Figure 1. Mechanisms of Type I IFN-mediated bone metastasis suppression. During metastasis, tumor cells disseminate from the primary site into the circulation and the bone marrow. In order for macrometastases to form in the bone, disseminated tumor cells or micrometastases need to escape immune recognition and elimination and to initiate angiogenesis and metastatic growth. One mechanism of immune escape is the downregulation of Type I IFN secretion by tumor cells, preventing a direct activation of immune cells such as CD8+ T cells and NK cells, and/or allowing the accumulation of immunosuppressive MDSCs. We propose that elevated Type I IFN, as obtained either by the molecular restoration of Irf7 expression in tumor cells or by the systemic administration of Type I IFN, could activate an antitumor immune response that prevents tumor cell outgrowth in the bone. Our studies suggest that Type I IFN influences the immune system in multiple ways, including the expansion of CD8+ T cells and NK cells as well as the inhibition of MDSC immunosuppressive functions.

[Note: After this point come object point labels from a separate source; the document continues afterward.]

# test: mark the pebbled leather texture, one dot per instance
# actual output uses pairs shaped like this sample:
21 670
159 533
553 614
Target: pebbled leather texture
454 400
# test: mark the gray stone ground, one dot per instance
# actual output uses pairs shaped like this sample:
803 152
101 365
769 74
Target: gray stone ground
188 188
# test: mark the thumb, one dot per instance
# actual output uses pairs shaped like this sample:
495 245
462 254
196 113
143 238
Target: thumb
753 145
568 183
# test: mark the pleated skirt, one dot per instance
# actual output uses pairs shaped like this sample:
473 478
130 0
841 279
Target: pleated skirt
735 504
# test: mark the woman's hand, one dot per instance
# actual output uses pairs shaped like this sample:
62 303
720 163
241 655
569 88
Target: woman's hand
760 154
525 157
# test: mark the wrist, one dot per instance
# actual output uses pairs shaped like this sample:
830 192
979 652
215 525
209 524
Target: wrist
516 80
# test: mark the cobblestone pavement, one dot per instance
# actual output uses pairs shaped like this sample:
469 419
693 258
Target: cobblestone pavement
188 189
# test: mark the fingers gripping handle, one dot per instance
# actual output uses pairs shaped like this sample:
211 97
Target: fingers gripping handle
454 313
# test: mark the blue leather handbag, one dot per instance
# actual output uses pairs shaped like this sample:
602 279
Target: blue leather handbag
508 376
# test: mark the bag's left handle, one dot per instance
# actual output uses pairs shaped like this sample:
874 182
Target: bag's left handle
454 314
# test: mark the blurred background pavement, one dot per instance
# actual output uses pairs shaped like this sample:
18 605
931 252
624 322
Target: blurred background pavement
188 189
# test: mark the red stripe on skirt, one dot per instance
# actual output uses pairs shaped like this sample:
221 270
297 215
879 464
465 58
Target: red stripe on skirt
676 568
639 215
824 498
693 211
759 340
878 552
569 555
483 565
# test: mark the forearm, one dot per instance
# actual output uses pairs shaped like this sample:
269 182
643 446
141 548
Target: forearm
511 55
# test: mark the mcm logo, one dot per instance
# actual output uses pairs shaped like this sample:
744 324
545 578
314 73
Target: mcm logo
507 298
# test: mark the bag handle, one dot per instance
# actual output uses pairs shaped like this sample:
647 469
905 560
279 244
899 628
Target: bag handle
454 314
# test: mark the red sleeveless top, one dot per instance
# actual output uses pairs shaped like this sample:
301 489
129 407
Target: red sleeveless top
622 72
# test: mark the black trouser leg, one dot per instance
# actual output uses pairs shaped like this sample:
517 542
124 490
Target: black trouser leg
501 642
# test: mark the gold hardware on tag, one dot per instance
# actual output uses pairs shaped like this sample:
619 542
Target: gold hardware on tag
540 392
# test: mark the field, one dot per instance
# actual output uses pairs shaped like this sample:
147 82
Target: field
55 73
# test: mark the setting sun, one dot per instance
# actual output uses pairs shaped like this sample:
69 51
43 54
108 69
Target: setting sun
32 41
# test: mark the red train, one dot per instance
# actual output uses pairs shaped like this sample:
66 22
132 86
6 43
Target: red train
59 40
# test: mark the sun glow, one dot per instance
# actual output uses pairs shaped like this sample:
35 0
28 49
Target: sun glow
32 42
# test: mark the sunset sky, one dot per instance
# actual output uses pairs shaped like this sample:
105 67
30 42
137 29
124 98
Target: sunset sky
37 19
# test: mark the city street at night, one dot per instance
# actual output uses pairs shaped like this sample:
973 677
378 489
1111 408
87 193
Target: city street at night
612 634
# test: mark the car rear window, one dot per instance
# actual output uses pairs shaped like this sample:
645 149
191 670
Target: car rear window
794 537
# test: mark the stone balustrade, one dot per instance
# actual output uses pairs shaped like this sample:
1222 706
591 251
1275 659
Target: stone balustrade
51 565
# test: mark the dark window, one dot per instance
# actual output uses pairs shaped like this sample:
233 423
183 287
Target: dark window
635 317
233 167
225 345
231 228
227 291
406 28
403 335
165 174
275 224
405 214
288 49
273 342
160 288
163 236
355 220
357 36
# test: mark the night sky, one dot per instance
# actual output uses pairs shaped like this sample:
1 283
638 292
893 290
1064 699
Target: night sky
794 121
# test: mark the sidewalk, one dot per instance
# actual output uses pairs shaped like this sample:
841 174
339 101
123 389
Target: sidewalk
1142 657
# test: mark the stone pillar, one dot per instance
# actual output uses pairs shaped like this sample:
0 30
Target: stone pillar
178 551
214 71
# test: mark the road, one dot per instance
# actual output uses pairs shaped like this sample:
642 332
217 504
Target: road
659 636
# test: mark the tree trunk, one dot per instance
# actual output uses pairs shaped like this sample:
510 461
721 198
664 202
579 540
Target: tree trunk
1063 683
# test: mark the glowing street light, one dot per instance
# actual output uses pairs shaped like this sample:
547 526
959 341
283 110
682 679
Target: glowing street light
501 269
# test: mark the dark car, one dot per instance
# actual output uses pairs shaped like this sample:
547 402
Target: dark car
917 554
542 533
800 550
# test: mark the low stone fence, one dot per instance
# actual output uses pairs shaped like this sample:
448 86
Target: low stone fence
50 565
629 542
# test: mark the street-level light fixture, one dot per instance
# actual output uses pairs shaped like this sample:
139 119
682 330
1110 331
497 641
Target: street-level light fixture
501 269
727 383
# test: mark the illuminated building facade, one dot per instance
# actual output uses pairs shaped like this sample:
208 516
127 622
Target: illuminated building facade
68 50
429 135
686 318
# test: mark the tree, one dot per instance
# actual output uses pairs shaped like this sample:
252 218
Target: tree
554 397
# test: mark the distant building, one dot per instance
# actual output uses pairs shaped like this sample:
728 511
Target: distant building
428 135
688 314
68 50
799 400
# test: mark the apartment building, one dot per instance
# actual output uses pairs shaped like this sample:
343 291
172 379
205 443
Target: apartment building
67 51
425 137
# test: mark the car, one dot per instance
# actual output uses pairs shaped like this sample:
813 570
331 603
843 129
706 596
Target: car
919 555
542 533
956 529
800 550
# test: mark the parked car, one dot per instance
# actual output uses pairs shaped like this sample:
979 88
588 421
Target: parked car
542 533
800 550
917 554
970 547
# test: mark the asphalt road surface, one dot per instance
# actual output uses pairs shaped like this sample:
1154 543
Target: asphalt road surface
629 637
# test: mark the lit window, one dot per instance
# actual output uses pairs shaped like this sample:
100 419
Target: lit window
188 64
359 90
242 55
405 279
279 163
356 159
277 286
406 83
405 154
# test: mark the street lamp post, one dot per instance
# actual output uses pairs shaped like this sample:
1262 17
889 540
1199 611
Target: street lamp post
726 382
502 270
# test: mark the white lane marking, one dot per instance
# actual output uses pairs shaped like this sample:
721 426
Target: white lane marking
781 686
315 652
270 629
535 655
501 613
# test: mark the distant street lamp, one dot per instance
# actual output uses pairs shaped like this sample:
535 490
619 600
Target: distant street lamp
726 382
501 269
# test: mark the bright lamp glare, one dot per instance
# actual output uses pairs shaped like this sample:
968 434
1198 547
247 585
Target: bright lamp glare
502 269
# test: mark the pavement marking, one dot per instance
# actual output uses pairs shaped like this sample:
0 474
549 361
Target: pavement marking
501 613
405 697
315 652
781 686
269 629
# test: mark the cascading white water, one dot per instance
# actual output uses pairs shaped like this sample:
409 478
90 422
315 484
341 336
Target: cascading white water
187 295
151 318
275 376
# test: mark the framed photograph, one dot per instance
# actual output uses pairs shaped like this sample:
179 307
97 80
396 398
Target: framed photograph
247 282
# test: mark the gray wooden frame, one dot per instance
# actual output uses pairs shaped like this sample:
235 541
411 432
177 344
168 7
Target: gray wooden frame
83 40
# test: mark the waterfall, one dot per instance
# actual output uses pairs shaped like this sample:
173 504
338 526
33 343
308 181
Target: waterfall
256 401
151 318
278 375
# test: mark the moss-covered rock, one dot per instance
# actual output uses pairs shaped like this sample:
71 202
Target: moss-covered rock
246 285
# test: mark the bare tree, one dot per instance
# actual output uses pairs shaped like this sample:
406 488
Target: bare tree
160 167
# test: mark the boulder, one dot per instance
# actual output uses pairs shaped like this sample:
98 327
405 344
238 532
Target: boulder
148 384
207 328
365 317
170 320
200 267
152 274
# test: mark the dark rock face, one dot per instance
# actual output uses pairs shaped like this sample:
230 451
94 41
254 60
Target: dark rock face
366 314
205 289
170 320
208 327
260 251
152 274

Importantly, suppression was only observed in bone metastasis, as Irf7 expression or IFN treatment did not significantly alter primary tumor growth or metastasis to the lungs. This observation in animal models was confirmed by clinical data. Analysis of over 800 patient samples confirmed that the Irf7 signature could predict bone metastatic relapse. Patients with low expression of this signature in the primary tumors were more likely to develop bone metastasis as the first site of relapse, yet their risk for developing metastasis to other sites including the lung, liver and brain was unchanged. Altogether, these results suggest that the IFN-driven immune control of breast cancer is specific for metastases and organ-dependent.

Understanding the role of Type I IFN in metastasis-specific antitumor immune responses has important mechanistic and prognostic implications. Our study suggests that immune surveillance has an important role in regulating metastatic spread and hence demonstrates that the use of metastasis models that lack a competent immune system ignores critical tumor-immune cell crosstalk. Additionally, our study supports the use of the Irf7 signature to predict bone metastatic relapse in patients that may benefit from therapies aimed at restoring IFN-driven immune responses to prevent this. Although the clinical application of Type I IFN-based therapies has been tested unsuccessfully in small cohorts of breast cancer patients that already developed macrometastases, we hypothesize that the best therapeutic window for investigating such therapies is in the adjuvant setting, when disseminated breast cancer cells have not yet formed macrometastases. Future studies based on the patient population that would most likely benefit from IFN-based therapies and the most appropriate therapeutic setting for administering such treatments are imperative.